Thursday, 30 November 2017

Out today!

The new Hippolyta Napier, A Murderous Game, is out today - as the snow falls most appropriately outside my window!

House blog to follow in a day or so - it's been a bit busy here and I've been wallowing in lovely research for my next project, as well as planning a couple of short stories and another novella for my lovely mailing list people.

Friday, 17 November 2017

Not one, but two, new books now ready to order (and out in the next fortnight!)

They weren't quite supposed to be published so close together, but such is life! And at least they're not easily muddled. Jail Fever is a paranoid romp through Edinburgh in the year 2000 - and a few centuries before that, too. A Murderous Game is the third in the Hippolyta Napier series, set against the anxieties of parliamentary reform and riot. Both available for preorder on Kindle - paperbacks to follow soon!

Nicholas Eliot is a bad-tempered merchant with a shady past, feeling under the weather.
Catriona Lindsay is an archaeologist, leading a student dig, when she finds something unexpected.
Tom Buchan is a microbiologist, investigating a new and terrible disease with a stigma.
Together, their knowledge could save thousands of lives - but someone does not want them to ...
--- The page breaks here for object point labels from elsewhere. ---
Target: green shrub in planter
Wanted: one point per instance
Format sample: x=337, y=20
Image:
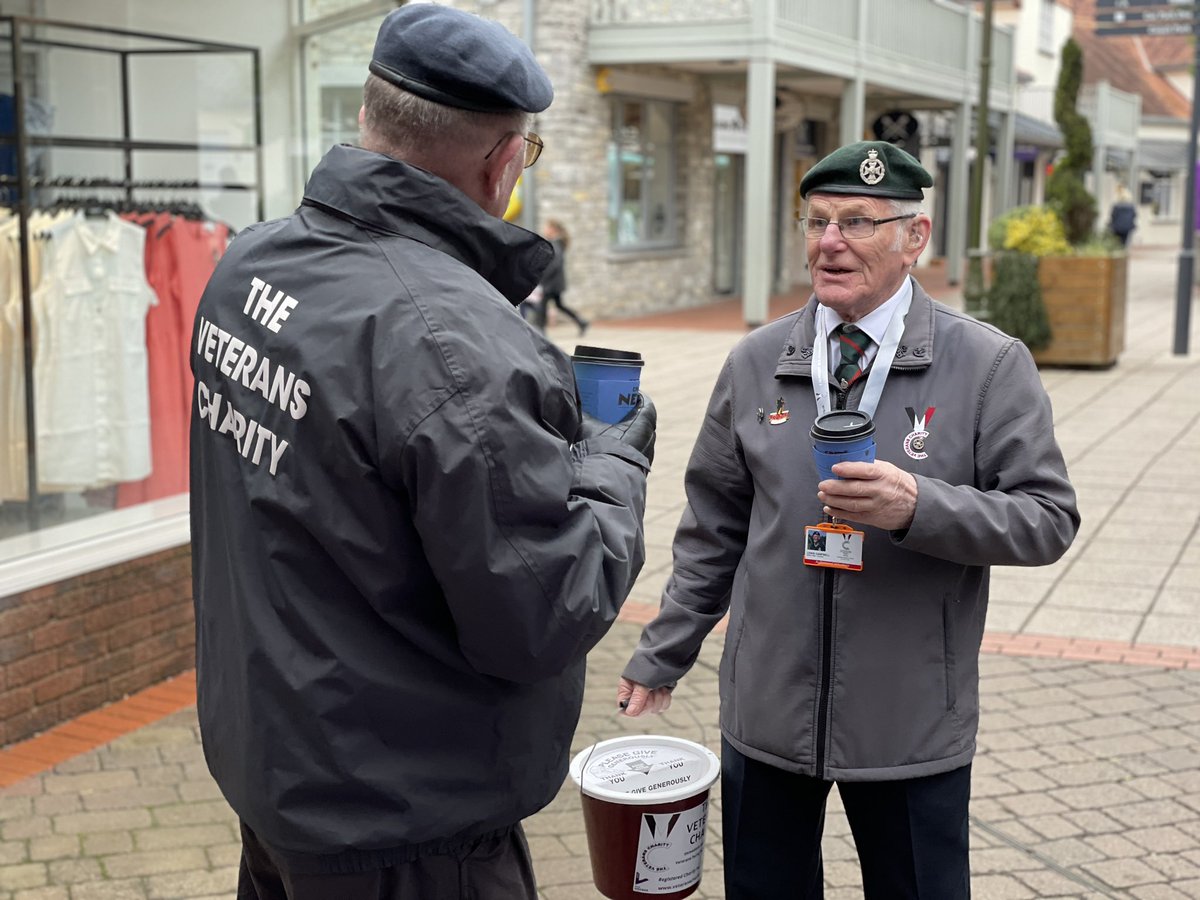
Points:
x=1014, y=299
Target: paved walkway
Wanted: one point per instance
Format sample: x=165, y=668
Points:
x=1087, y=783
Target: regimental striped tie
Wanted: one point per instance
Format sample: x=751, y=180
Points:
x=853, y=342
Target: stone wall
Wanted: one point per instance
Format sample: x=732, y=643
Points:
x=76, y=645
x=571, y=178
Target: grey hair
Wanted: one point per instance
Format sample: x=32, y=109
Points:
x=903, y=208
x=405, y=126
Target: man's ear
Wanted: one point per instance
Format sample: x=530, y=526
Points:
x=497, y=166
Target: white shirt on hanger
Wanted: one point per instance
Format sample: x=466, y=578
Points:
x=90, y=363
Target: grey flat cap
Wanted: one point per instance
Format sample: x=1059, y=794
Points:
x=461, y=60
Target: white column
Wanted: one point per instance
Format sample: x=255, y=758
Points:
x=1006, y=179
x=853, y=111
x=959, y=199
x=786, y=219
x=760, y=172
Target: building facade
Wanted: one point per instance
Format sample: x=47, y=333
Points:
x=673, y=148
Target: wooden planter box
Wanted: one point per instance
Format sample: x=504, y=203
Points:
x=1085, y=299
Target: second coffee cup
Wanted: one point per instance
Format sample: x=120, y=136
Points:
x=841, y=436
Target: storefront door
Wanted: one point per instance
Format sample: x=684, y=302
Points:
x=730, y=179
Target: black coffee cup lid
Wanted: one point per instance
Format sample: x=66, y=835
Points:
x=843, y=425
x=603, y=354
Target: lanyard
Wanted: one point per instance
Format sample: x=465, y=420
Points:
x=880, y=367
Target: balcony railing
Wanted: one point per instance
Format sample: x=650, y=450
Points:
x=633, y=12
x=929, y=30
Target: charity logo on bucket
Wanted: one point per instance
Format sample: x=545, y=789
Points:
x=670, y=851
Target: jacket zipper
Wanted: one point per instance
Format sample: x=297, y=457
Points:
x=826, y=649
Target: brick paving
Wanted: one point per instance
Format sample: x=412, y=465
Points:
x=1087, y=780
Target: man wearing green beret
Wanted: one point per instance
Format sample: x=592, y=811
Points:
x=855, y=659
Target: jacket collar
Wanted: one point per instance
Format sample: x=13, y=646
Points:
x=385, y=195
x=916, y=349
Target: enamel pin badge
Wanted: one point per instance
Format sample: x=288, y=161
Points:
x=916, y=439
x=780, y=415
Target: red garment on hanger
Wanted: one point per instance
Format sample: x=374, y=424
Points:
x=168, y=418
x=181, y=256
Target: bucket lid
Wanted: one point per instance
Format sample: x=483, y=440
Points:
x=641, y=769
x=603, y=354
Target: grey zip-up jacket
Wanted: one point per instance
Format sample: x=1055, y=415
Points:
x=400, y=555
x=870, y=675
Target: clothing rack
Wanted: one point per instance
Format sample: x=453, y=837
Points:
x=28, y=31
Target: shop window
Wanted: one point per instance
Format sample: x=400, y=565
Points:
x=642, y=175
x=340, y=114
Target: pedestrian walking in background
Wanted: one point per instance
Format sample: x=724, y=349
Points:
x=856, y=659
x=406, y=535
x=1123, y=215
x=553, y=280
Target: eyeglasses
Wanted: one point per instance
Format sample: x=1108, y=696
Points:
x=853, y=228
x=534, y=147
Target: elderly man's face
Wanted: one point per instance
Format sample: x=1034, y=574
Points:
x=853, y=277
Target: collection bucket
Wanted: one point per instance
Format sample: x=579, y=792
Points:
x=607, y=381
x=645, y=809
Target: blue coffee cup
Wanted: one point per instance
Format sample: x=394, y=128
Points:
x=607, y=381
x=841, y=436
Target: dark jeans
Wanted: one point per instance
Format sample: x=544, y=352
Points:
x=497, y=869
x=911, y=835
x=557, y=300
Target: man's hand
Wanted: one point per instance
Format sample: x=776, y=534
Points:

A red dawn breaks over winter woodland, where two men stand, pistols drawn. Political strife has come to peaceful Ballater, bringing death in its wake, and Hippolyta Napier is once more drawn to find out more – even when her own life is in danger. 

And A Knife in Darkness will be on a Good Reads giveaway from 22nd. to 30th. November, too!

Monday, 30 October 2017

October's house - perhaps with a Hallowe'en flavour?

Harry Potter and the Chamber of Secrets by [Rowling, J.K.]
When I mentioned this list to friends, right at the beginning, the first thing they said was ‘Hobbits’ and the second was ‘Weasleys, of course’. Actually again it’s a sketchy description, which was enhanced by the film of the second book, Harry Potter and the Chamber of Secrets. It’s Harry’s first time in a non-muggle house and as far as he’s concerned it’s love at first sight – I sometimes wonder if Ginny benefitted from that in their relationship, just as Mr. Darcy benefitted from owning Pemberley?

“It looked as though it had once been a large stone pigsty, but extra rooms had been added here and there until it was several storeys high and so crooked it looked as though it was held up by magic (which, Harry reminded himself, it probably was). Four or five chimneys were perched on top of the red roof. A lopsided sign stuck in the ground near the entrance read ‘The Burrow’. Round the front door lay a jumble of wellington boots and a very rusty cauldron. Several fat brown chickens were pecking their way around the yard.
‘It’s not much,’ said Ron.
‘It’s brilliant,’ said Harry happily, thinking of Privet Drive…
The kitchen was small and rather cramped. There was a scrubbed wooden table and chairs in the middle and Harry sat down on the edge of his seat, looking around. He had never been in a wizard house before.
‘The clock on the wall opposite him had only one hand and no numbers at all. Written around the edge were things like ‘Time to make tea’, ‘Time to feed the chickens’ and ‘You’re late’. Books were stacked three deep on the mantelpiece, books with titles like Charm Your Own Cheese, Enchantment in Baking and One Minute Feasts – It’s Magic!. And unless Harry’s ears were deceiving him, the old radio next to the sink had just announced that coming up was ‘Witching Hour, with the popular singing sorceress, Celestina Warbeck.’”

It delights me to think that even witches and wizards need hens and wellingtons!